Shuttered buildings and abandoned storefronts line several streets by day. At night, the trickle of pedestrians sputters into a drip as the working day draws to a close and the city settles into a perpetually early slumber.
This is downtown Salt Lake City _ and, for the most part, always has been. Despite hype created by the city hosting the 2002 Winter Olympic and the promises of reinventing and demystifying the state for the rest of the world, life in the valley remains much the same _ full of Mormons, mountains and, many tourists say, not much else.
But the city is again aiming to revitalize itself, filling up vacant facades and courting more tourists with some success.
No one has taken as great an interest in that endeavor as The Church of Jesus Christ of Latter-day Saints, which is already the region’s largest landowner and counts the city as its international headquarters.
But for some people, who think Utah should shed its reputation as the Mormon capitol of the world, that’s exactly the problem.
On Wednesday, the church finalized the purchase of a 560,000-square foot office complex it intends to turn into a college campus for a business school and a new branch of Brigham Young University.

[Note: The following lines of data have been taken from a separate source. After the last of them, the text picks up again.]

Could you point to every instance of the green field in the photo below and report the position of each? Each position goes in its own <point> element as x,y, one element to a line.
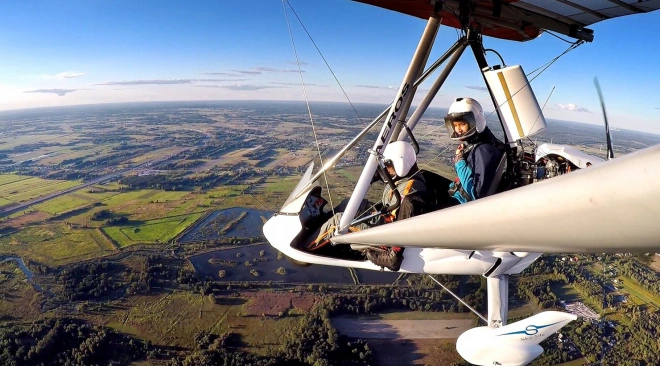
<point>422,315</point>
<point>54,244</point>
<point>31,188</point>
<point>640,296</point>
<point>10,178</point>
<point>579,362</point>
<point>61,204</point>
<point>152,231</point>
<point>566,292</point>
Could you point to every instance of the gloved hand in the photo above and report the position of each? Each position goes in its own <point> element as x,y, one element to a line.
<point>459,154</point>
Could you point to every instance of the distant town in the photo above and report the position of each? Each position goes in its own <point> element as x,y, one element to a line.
<point>131,234</point>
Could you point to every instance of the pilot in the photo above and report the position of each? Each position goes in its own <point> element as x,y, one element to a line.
<point>400,161</point>
<point>478,154</point>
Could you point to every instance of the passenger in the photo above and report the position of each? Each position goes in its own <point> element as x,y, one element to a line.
<point>401,162</point>
<point>477,156</point>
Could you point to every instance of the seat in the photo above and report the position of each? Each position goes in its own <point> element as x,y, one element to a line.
<point>497,185</point>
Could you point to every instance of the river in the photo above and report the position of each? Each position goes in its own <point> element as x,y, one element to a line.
<point>23,267</point>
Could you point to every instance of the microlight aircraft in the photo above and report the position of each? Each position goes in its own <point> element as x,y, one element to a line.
<point>597,213</point>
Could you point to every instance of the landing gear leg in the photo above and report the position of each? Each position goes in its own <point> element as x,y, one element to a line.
<point>498,300</point>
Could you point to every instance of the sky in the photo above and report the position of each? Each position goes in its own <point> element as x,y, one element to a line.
<point>56,53</point>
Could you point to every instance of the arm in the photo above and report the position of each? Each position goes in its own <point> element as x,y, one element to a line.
<point>466,177</point>
<point>486,158</point>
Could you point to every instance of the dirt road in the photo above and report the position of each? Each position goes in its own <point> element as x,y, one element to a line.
<point>402,329</point>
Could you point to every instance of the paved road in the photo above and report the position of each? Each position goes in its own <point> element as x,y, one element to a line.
<point>408,329</point>
<point>12,209</point>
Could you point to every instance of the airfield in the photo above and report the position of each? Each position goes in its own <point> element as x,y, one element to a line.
<point>170,199</point>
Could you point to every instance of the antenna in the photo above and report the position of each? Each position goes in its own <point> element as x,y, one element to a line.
<point>610,151</point>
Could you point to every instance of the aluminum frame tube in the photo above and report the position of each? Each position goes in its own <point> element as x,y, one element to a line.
<point>423,106</point>
<point>406,107</point>
<point>402,98</point>
<point>477,48</point>
<point>329,163</point>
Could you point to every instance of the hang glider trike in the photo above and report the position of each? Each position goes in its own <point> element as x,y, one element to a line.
<point>590,210</point>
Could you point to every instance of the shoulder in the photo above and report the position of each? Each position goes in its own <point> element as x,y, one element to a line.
<point>487,150</point>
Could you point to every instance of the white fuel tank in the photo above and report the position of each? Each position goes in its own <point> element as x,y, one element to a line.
<point>516,102</point>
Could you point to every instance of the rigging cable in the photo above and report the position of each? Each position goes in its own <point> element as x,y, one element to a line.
<point>324,60</point>
<point>309,111</point>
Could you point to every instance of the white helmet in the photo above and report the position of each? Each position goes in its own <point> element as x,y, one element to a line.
<point>466,110</point>
<point>402,157</point>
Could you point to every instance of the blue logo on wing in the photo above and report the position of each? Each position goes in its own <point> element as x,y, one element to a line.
<point>531,329</point>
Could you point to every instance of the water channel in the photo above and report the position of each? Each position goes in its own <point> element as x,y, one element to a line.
<point>22,267</point>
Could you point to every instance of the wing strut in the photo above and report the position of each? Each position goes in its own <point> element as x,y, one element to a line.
<point>459,299</point>
<point>401,103</point>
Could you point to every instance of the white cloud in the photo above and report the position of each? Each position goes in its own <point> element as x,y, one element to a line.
<point>261,70</point>
<point>161,81</point>
<point>217,73</point>
<point>573,108</point>
<point>60,92</point>
<point>65,75</point>
<point>238,87</point>
<point>475,87</point>
<point>377,87</point>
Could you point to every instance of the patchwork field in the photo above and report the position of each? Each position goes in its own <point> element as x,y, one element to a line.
<point>55,244</point>
<point>22,190</point>
<point>638,294</point>
<point>151,231</point>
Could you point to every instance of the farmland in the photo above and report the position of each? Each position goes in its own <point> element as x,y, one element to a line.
<point>187,193</point>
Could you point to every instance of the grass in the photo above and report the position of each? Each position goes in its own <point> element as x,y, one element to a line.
<point>31,188</point>
<point>523,311</point>
<point>578,362</point>
<point>422,315</point>
<point>61,204</point>
<point>566,292</point>
<point>53,244</point>
<point>642,296</point>
<point>152,231</point>
<point>173,319</point>
<point>10,178</point>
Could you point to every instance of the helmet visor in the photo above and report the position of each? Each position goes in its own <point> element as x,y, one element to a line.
<point>461,125</point>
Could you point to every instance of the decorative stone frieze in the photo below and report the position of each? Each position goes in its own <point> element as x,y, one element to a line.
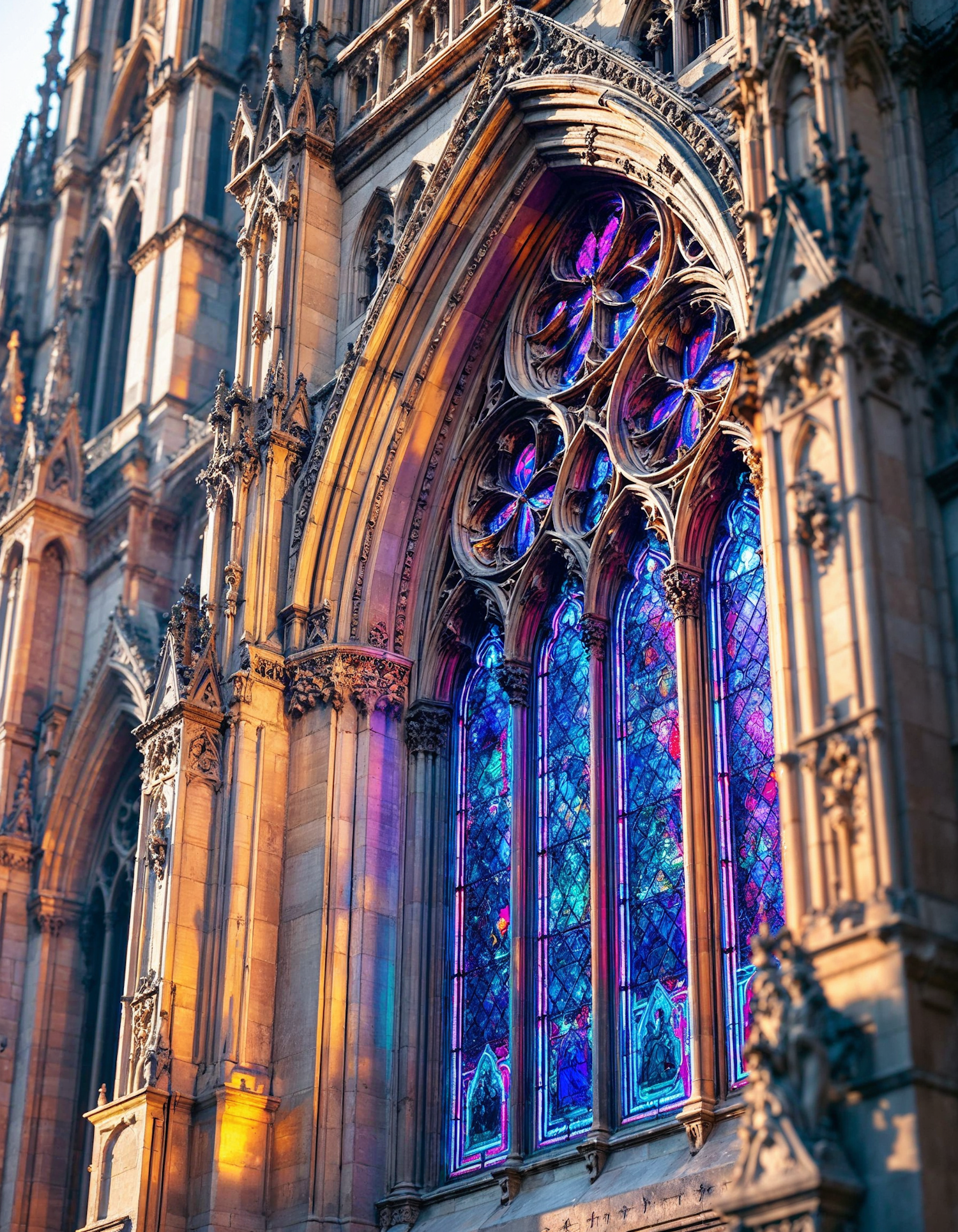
<point>683,590</point>
<point>427,727</point>
<point>369,678</point>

It also plans to renovate the two downtown shopping malls it owns _ luring high-fashion tenants and adding housing to their blocks.

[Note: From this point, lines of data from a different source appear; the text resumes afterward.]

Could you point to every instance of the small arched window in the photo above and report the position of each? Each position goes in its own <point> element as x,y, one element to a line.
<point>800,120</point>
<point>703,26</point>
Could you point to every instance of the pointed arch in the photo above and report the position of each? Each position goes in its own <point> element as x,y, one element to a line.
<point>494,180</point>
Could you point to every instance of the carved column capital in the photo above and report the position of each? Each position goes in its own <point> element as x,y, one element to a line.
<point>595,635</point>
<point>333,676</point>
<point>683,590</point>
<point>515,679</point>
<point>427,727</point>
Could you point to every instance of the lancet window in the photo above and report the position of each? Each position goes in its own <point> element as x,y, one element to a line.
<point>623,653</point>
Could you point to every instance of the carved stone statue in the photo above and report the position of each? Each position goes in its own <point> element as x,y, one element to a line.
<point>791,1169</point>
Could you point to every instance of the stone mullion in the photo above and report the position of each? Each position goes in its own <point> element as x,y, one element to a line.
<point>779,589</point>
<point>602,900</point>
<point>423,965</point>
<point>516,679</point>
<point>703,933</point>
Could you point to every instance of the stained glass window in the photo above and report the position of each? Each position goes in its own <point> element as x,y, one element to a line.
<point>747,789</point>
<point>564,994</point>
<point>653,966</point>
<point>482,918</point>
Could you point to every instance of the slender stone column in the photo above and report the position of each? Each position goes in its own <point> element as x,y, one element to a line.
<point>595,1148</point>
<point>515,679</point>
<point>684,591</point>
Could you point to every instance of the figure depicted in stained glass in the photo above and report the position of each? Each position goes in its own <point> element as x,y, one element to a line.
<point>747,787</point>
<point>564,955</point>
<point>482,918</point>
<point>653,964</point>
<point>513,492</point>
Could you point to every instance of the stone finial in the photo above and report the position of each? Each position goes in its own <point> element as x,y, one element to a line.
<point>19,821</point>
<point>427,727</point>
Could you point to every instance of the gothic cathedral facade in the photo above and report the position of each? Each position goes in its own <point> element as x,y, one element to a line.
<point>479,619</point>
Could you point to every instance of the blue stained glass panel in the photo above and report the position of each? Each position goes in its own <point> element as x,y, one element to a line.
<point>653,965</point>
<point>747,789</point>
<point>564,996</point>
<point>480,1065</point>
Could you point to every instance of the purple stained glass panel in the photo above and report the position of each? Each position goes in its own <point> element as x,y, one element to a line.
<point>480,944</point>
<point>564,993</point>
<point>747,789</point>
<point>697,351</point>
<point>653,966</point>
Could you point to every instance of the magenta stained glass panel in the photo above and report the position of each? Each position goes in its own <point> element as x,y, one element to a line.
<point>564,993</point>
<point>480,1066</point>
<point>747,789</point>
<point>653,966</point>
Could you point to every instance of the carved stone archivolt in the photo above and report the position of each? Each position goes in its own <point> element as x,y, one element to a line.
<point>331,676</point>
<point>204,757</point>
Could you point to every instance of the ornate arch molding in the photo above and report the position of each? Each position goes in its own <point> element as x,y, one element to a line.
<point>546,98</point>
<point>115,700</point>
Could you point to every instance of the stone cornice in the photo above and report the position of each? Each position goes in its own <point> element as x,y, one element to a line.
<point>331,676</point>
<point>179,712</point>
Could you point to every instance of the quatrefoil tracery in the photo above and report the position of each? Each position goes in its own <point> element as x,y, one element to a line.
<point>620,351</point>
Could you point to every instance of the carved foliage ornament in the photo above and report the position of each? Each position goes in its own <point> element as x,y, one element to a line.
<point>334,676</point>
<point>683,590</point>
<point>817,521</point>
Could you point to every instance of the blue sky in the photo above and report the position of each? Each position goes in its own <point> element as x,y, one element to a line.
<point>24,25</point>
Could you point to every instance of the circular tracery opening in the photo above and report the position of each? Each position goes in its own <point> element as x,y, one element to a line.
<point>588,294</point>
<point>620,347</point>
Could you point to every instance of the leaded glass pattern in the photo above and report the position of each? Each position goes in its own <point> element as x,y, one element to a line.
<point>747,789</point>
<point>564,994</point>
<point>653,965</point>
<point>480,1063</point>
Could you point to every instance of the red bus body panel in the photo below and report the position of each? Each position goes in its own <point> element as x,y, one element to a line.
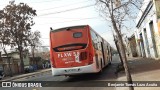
<point>67,51</point>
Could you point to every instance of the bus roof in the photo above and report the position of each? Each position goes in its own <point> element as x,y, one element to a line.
<point>70,27</point>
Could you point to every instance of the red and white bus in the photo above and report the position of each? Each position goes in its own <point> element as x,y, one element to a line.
<point>77,50</point>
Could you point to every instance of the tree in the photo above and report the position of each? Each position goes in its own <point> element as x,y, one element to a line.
<point>34,41</point>
<point>4,38</point>
<point>118,13</point>
<point>18,20</point>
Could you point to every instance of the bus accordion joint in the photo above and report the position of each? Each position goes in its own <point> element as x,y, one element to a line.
<point>90,58</point>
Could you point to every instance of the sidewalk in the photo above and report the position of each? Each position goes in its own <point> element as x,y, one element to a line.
<point>142,69</point>
<point>24,75</point>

“This development is absolutely critical to the social and economic development of the city center,” Bishop H. David Burton said while announcing the new college campus.
Typically, the church’s business ventures fall in line with its ultraconservative values, which reject things like alcohol, tobacco and caffeine.
Some of the church’s properties, including one of the shopping malls, aren’t open on Sundays because the faith believes that would interfere with worship.
Church officials have stressed that they would leave the area open to any visitor, regardless of religion.
But some critics _ led by Mayor Rocky Anderson, himself a Mormon, albeit nonpracticing _ say they’re concerned that the church expanding its property and business portfolios simply means pushing its beliefs onto the rest of the population.
The church is going to be an essential party in revitalizing the city, but Anderson has urged it not to homogenize the area with a strictly Mormon influence.
“I don’t expect to see night clubs sitting on property owned by the LDS church,” Anderson said. “But we do need to have a vibrant nightlife, and do need to provide choices.”
Potential problems with how new church developments might affect other businesses are numerous, because of rigorous regulations outlining what can be near a school or place of worship.
Salt Lake City has no particular “entertainment district,” in part because city law prohibits having more than two bars per block on the same street.
Anderson has tried to lift that restriction, and is lobbying for changes in state liquor laws _ which restrict the sale of drinks exceeding 4 percent alcohol volume to state-run stores and levy per-unit prices for full-strength beer, making a $12 six-pack common. Alcohol consumption in many establishments requires a membership.
Critics have long argued those laws discourage tourism and undercut the state’s skiing industry.
“It doesn’t make sense for millions of dollars in tourism ads to be spent, and then to greet them with incredibly obnoxious, abnormal liquor restrictions that no longer serve any purpose,” Anderson said.
Bill Leonard, professor of church history and dean of the Wake Forest University Divinity School, said other churches have similarly strong property holdings in regions with heavy membership, including the Catholic church in the Northeast and Southern Baptist Convention in the South.
Leonard said the decision to expand into business ventures creates a dilemma for those like the LDS church: risk letting the urban area wither, or invest and weather involvement in a nonspiritual venture perhaps contrary to the group’s mission.
“Unless you’re willing to build it as a witness and take a loss, and make it genuinely nonprofit, then you’re going to have to deal with these issues of how far you’re going to go in the economic world,” he said.
“The effort to renovate and reclaim urban areas may be very helpful to a community,” Leonard added. “But as one particular religious group does it, that might promote a kind of unofficial religious establishment that inhibits freedom of religion.”
That’s also the dilemma for city leaders like Anderson, who must at the same time pique the church’s investment interests and maintain a secular city attractive to outsiders.
“This doesn’t have anything at all to do with greater alcohol consumption,” he said, responding to a popular criticism from LDS faithful.
“It has to do with building identifiable districts appealing to tourists, and providing a more hospitable business environment for those looking to bring their businesses to Salt Lake City.”